Bolsonaro finge modernidade no que não passa de eufemismo para o conhecido “balcão de negócios”
O presidente Jair Bolsonaro prometeu enfaticamente, durante a campanha eleitoral, acabar com o chamado “toma lá dá cá” na relação entre o governo e o Congresso. E, de fato, suas nomeações para a formação do Ministério indicaram disposição de cumprir essa promessa, abandonando aquela prática tão nociva para a democracia, base do chamado “presidencialismo de coalizão”.
No entanto, assim que começou a temporada de negociações para a aprovação dos projetos de maior interesse do governo, especialmente a reforma da Previdência, duas coisas ficaram claras: que o Palácio do Planalto não tem articulação política capaz de arregimentar votos em quantidade suficiente sem recorrer ao fisiologismo; e que os parlamentares, cientes das limitações do governo, não apoiarão as reformas sem alguma forma de compensação.
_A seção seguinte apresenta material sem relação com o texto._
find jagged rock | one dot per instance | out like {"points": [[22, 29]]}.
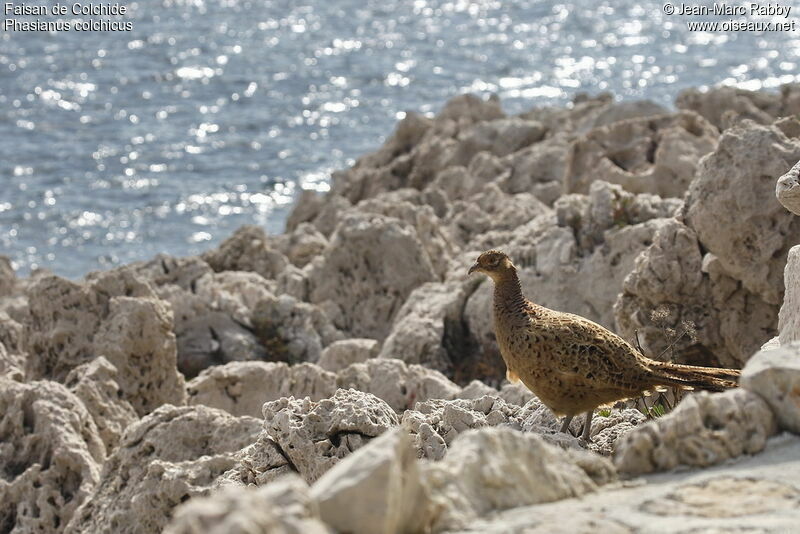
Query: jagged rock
{"points": [[341, 354], [557, 272], [96, 384], [500, 137], [403, 204], [8, 278], [282, 507], [371, 265], [732, 207], [538, 169], [169, 270], [12, 366], [314, 436], [673, 279], [775, 376], [435, 423], [235, 293], [248, 249], [428, 329], [400, 385], [704, 429], [242, 388], [496, 469], [789, 315], [292, 331], [50, 456], [475, 390], [761, 107], [382, 481], [493, 210], [214, 338], [136, 337], [171, 455], [302, 244], [113, 314], [257, 464], [787, 189], [644, 155]]}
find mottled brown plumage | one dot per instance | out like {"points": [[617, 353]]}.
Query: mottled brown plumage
{"points": [[571, 363]]}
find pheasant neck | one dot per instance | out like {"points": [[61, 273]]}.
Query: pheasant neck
{"points": [[508, 291]]}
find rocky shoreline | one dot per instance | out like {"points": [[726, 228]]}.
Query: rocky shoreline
{"points": [[343, 376]]}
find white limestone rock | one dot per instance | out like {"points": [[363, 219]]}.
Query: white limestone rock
{"points": [[789, 315], [242, 388], [644, 155], [673, 277], [282, 507], [428, 329], [787, 190], [732, 207], [248, 249], [704, 429], [96, 384], [342, 353], [50, 456], [314, 436], [774, 375], [371, 265], [291, 330], [435, 423], [761, 107], [495, 469], [169, 456], [376, 490], [136, 337], [400, 385]]}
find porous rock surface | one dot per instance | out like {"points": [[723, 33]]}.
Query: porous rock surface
{"points": [[704, 429], [610, 210], [284, 506], [50, 456], [314, 436], [774, 375], [171, 455], [242, 388]]}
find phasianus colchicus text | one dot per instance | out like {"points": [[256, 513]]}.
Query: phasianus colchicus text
{"points": [[571, 363]]}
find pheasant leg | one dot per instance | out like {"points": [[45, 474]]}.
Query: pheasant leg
{"points": [[587, 426]]}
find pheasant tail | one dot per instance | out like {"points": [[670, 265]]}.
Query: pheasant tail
{"points": [[708, 378]]}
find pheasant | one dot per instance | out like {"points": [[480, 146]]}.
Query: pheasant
{"points": [[571, 363]]}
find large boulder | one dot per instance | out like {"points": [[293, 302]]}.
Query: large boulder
{"points": [[400, 385], [248, 249], [96, 384], [644, 155], [775, 376], [171, 455], [242, 388], [292, 331], [705, 429], [314, 436], [495, 469], [114, 314], [50, 456], [382, 482], [282, 507]]}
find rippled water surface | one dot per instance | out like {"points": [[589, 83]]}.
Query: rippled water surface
{"points": [[209, 115]]}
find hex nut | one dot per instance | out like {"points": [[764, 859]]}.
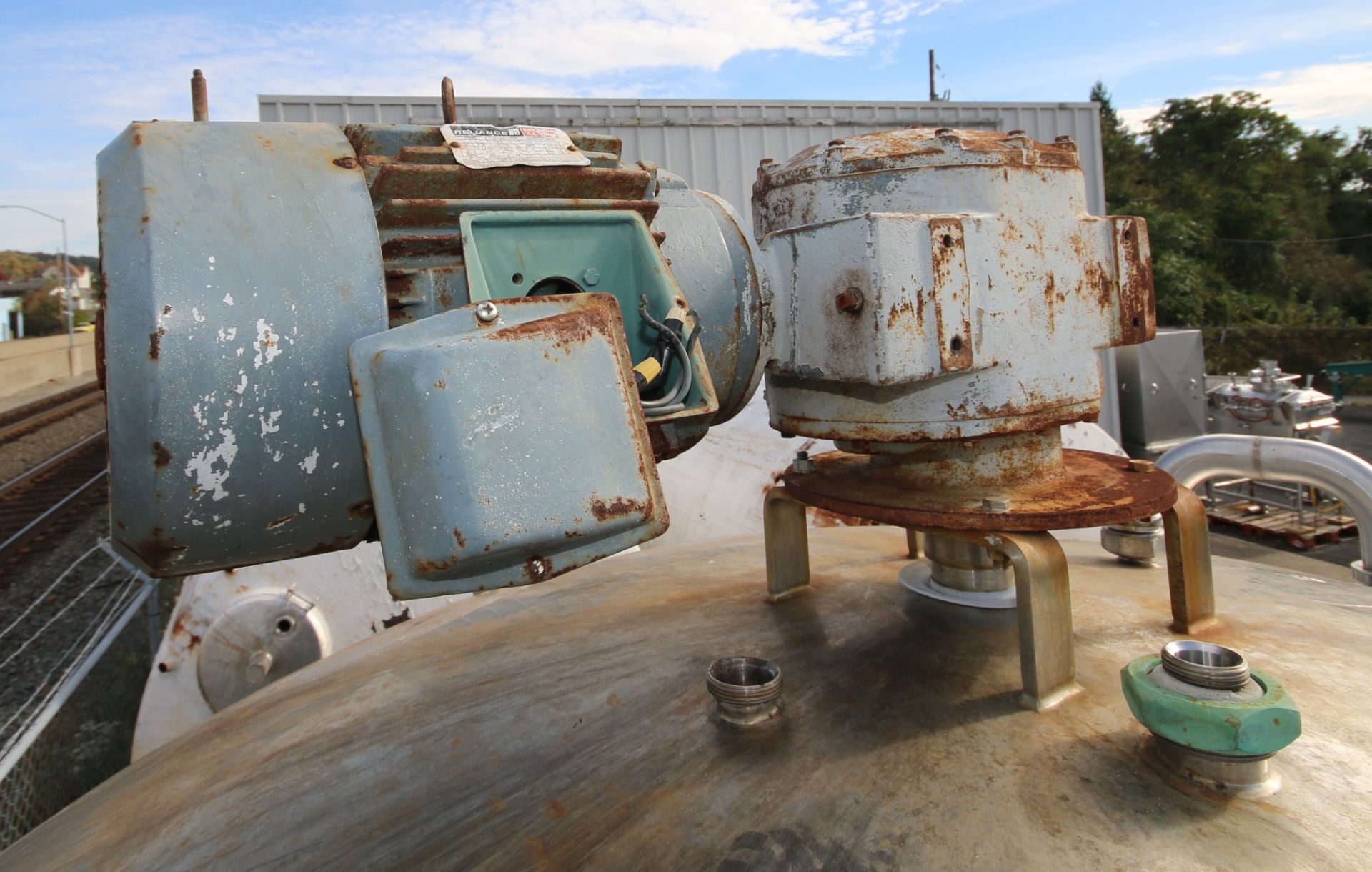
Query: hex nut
{"points": [[1231, 728]]}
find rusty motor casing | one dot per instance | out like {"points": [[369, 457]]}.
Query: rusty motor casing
{"points": [[943, 284]]}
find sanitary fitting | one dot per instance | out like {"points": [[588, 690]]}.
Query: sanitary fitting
{"points": [[1135, 541], [1215, 723], [745, 688]]}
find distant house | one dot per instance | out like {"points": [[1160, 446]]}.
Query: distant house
{"points": [[11, 307], [81, 296]]}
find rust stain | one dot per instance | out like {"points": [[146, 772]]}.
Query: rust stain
{"points": [[619, 507], [1090, 489], [903, 309], [156, 551], [950, 272], [1050, 293], [402, 618], [538, 569], [427, 566], [538, 856]]}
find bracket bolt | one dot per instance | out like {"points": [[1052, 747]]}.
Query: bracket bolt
{"points": [[486, 312]]}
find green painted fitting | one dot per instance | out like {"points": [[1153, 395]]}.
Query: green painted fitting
{"points": [[1235, 728]]}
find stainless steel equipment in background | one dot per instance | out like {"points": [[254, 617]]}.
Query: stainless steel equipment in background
{"points": [[1161, 392]]}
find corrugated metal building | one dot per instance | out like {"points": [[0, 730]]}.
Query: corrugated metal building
{"points": [[717, 144]]}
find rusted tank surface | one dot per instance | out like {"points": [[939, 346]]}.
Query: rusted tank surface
{"points": [[570, 725]]}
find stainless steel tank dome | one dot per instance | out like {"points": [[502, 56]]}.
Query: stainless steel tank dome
{"points": [[567, 727]]}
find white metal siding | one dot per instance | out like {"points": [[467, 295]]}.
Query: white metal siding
{"points": [[717, 144]]}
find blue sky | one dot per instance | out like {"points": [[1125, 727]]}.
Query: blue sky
{"points": [[71, 74]]}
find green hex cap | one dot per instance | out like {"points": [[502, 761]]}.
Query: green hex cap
{"points": [[1241, 728]]}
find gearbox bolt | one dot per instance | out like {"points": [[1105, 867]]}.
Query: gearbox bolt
{"points": [[486, 312]]}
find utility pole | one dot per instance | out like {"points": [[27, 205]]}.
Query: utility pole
{"points": [[66, 286]]}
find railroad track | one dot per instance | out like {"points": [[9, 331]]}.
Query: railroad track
{"points": [[36, 415], [43, 505]]}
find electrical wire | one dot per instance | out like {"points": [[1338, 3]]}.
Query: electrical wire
{"points": [[672, 400]]}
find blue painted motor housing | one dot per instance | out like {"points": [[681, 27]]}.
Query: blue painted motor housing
{"points": [[240, 262], [243, 260]]}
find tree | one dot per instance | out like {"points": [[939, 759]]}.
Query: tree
{"points": [[43, 311], [1125, 159], [18, 264], [1242, 209]]}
Como resultado, Jair Bolsonaro parece empenhado agora em encontrar maneiras de ressuscitar o “toma lá dá cá” sem dar a entender que aderiu àquela nefasta prática. Em reunião recente com a bancada de seu partido, o PSL, o presidente anunciou a criação de um “banco de talentos”, no qual os parlamentares governistas poderão indicar nomes, com seus respectivos currículos, para ocupar vagas nos escalões inferiores da administração federal.
Com base nessas indicações, os ministros escolherão os funcionários. Tudo, dizem, de acordo com critérios absolutamente técnicos.
Na prática, ao criar o tal “banco de talentos”, o governo Bolsonaro tenta dar ares de modernidade administrativa ao que não passa de um eufemismo para o conhecido “balcão de negócios”, em que os governos anteriores costumavam pagar pelo apoio de parlamentares e de caciques partidários – seja com cargos, seja com emendas ao Orçamento.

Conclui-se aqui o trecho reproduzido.